3.1.3. Collection Site High Tauern

Methanolic ASE proved to be more effective than any ethanolic maceration in extracting salidroside, cinnamyl alcohol glycosides and flavonoids. The highest amounts of salidroside were found in sample A (before flowering season) at 300.11 mg/100 g freeze-dried rhizome. Cinnamyl alcohol glycosides also reached their highest concentration in sample A, followed by B (in flowering season) and C (after flowering season). Rosavin was the peaking glycoside at 1565.06 mg/100 g in sample A; rosin could not be quantified in this sample. Quantities align as rosavin > rosarin > rosin across all samples. Cinnamyl alcohol was extracted in lowest quantities, with the least amount at 31.08 mg/100 g in sample A. An indirect relation between the amount of cinnamyl alcohol glycosides and cinnamyl alcohol could be suggested. Flavonoids were also found in highest quantities in ASE, peaking at 608.74 mg/100 g in sample C. Composition showed to be rhodiosin > rhodionin > rhodionidin in all samples.
In ethanolic macerates, the highest content of salidroside was found in sample A extracted with 70% ethanol at 145.94 mg/100 g fresh rhizome, the lowest quantity was 86.51 mg/100 g in sample C extracted with the same solvent.
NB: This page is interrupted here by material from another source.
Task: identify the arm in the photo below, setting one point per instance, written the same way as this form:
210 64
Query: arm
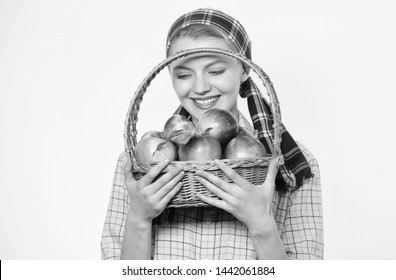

Highest quantity of cinnamyl alcohol glycosides was found in sample A extracted with 96% ethanol at 326.82 mg/100 g, lowest in sample C, 38% ethanol macerate, at 48.49 mg/ 100 g. Sample A > B > C and 96% ethanol > 70% > 38% was true for cinnamyl alcohol glycoside content. The highest individual glycoside was rosavin in sample A macerated with 96% ethanol at 204.74 mg/100 g. In 38% ethanol extracts no rosavin was found, rosin only within sample A. In 96% ethanol extracts, quantities follow the same composition as ASE, with rosavin > rosarin > rosin. An indirect trend between cinnamyl alcohol and cinnamyl alcohol glycosides could be determined in most samples, with higher cinnamyl alcohol glycoside content relating to lower cinnamyl alcohol quantities, also quantities of cinnamyl alcohol were mostly lower in extracts of higher alcohol content. This could be due to higher rate of hydrolysis of glycosides in extracts with higher water content. The highest flavonoid content correlated with highest alcohol content, no flavonoids were found in 38% alcohol macerates. Among individual flavonoids, rhodiosin peaked at 25.90 mg/100 g in sample A extracted with 96% ethanol. Overall, the quantity of flavonoids was still comparatively low in ethanolic extracts.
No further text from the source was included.